Rabbi Naftali Reich reflects on Aaron’s silence as demonstrating inner harmony and spiritual tranquility. For Reich, silence is not simply the absence of speech but a cultivated state of peace amid turmoil.

Silence as Spiritual Alignment

Hasidic commentaries deepen the spiritual dimensions of Aaron’s silence. Rabbi Levi Yitzchak of Berditchev (1740–1809) frames the deaths of Nadav and Avihu not as punishments but as consequences of their intense spiritual yearning. Their souls, having ascended too close to the divine, could no longer remain tethered to the physical world. In this context, Aaron’s silence reflects an understanding that their deaths, while tragic, occurred within a mystical framework. His quiet becomes an acknowledgment of mysteries beyond human grasp.

The Sanzer-Klausenberger Rebbe (Rabbi Yekusiel Yehudah Halberstam, 1905–1994) understands Aaron’s silence as a powerful response to suffering. In the face of inexplicable tragedy, silence becomes a form of resilience and a testament to unwavering faith. Sometimes, words cannot contain the weight of experience; only silence remains sufficient.

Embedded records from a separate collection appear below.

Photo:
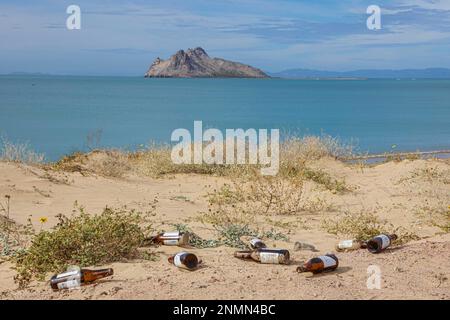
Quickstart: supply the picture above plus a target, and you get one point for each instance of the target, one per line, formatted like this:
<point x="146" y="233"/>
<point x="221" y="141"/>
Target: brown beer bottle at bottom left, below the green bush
<point x="77" y="277"/>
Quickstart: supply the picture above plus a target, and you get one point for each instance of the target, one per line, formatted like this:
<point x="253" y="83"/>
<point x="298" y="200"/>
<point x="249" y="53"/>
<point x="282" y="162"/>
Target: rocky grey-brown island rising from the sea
<point x="195" y="63"/>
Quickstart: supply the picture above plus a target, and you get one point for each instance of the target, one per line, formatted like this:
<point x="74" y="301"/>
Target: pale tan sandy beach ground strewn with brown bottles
<point x="418" y="270"/>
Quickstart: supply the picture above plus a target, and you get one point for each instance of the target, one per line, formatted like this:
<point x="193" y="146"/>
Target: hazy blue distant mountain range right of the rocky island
<point x="436" y="73"/>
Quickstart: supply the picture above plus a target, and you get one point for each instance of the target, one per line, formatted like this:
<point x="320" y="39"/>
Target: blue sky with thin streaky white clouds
<point x="124" y="37"/>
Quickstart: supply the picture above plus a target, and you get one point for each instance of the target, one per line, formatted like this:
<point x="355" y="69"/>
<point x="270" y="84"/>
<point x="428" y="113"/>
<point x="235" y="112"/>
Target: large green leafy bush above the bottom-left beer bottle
<point x="84" y="240"/>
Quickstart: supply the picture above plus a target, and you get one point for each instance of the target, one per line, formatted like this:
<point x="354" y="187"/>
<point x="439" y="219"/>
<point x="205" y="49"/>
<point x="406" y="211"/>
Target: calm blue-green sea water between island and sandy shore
<point x="55" y="114"/>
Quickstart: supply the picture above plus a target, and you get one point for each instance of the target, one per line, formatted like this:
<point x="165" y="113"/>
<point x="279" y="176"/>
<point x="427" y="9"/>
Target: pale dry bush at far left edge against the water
<point x="19" y="152"/>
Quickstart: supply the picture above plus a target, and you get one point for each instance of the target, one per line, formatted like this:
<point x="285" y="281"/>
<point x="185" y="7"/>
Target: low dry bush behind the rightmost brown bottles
<point x="363" y="226"/>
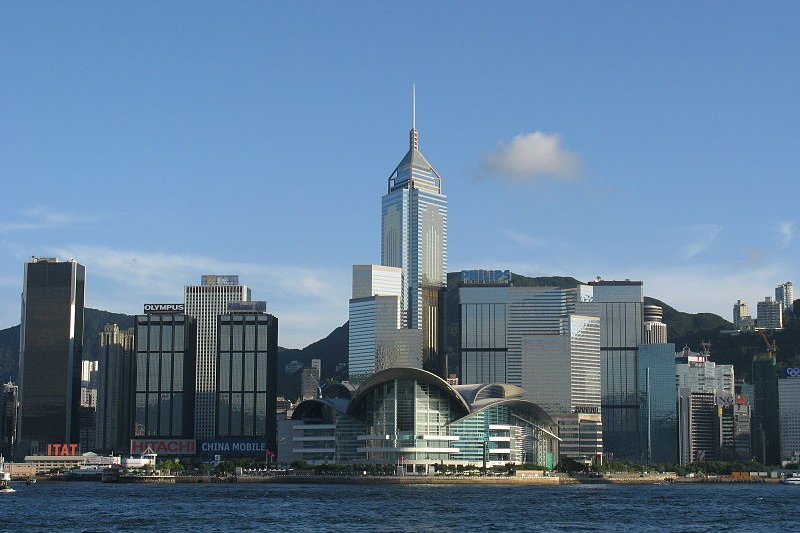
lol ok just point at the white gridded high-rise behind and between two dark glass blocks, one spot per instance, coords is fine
(205, 302)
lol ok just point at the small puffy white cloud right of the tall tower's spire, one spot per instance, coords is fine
(530, 157)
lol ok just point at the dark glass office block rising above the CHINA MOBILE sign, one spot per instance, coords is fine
(247, 366)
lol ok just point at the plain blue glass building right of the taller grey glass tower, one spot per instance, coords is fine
(658, 400)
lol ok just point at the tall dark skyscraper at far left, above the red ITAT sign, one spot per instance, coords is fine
(51, 350)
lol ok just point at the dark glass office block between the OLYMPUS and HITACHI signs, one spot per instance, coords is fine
(164, 372)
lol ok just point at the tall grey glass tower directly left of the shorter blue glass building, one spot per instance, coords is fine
(620, 307)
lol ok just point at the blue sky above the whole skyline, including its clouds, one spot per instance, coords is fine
(158, 141)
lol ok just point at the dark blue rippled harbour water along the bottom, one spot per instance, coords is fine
(94, 507)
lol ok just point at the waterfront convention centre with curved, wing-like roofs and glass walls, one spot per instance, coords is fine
(413, 419)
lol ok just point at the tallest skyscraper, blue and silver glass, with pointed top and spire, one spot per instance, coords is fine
(414, 238)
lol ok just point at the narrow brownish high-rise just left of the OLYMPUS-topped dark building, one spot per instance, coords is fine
(114, 393)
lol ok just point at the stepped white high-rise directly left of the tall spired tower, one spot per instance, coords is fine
(377, 339)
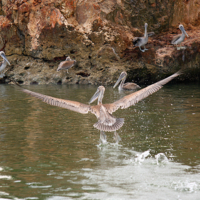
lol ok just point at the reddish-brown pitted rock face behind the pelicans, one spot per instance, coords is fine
(37, 35)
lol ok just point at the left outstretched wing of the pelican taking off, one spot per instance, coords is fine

In a modern psychological frame, commentators also explore Aaron’s silence as an expression of overwhelming grief, suggesting that silence conveys emotion more profoundly than words ever could. It is not avoidance, but the fullest presence.

But silence can also be protest, a form of dissent, a way of refusing to rationalize or accept the incomprehensible. This silent protest is itself a moral stance.

Finally, in meditation, silence is the space where we resist the urge to explain, allowing experience to settle and reveal itself. This silence gives rise to greater awareness. If, as Debussy believed, silence gives music its breath and shape, then it also grants the soul the space to listen inward and hear itself.

Indeed, contemporary studies show how silent practices activate the brain’s default mode network, associated with self-reflection and emotional regulation. This network fosters internal stability, allowing individuals to process complex emotions and maintain resilience during hardship.

Other research proposes that silence can serve as a protective measure in extreme contexts, allowing individuals to process trauma internally without the pressure of immediate verbalization. This silent processing helps prevent emotional overload, making space for healing.

The Silence We Need

Silence is not monolithic. It is a vessel that holds grief, resilience, protest, and contemplation. It can be a spiritual discipline, a protective cocoon, or a moral stand. In opposition to this, contemporary noise, which is not only the physical sounds of engines, but of our social media, leaves a pandemic of agitation and anxiety in its wake. Studies show that 97% of the continental U.S. is impacted by vehicle noise, and natural quiet has become a rare commodity—even in protected wilderness areas.

My childhood fears of silence have become the social norm, in which vast numbers of people have lost the capacity to sit in silence, removed from the stimulus of our devices.

I still wish my father would have broken his silence more, opening a door so that I could see more deeply into his heart. Yet in the intervening years, the memory of his silence no longer stings with abandonment or unease. As with the silence of Aaron, his example revealed not only the limits of language but the quiet possibilities that emerge when words fall away. Whether in mourning, in resilience, or in protest, silence becomes a sacred space where the human spirit meets the unknown.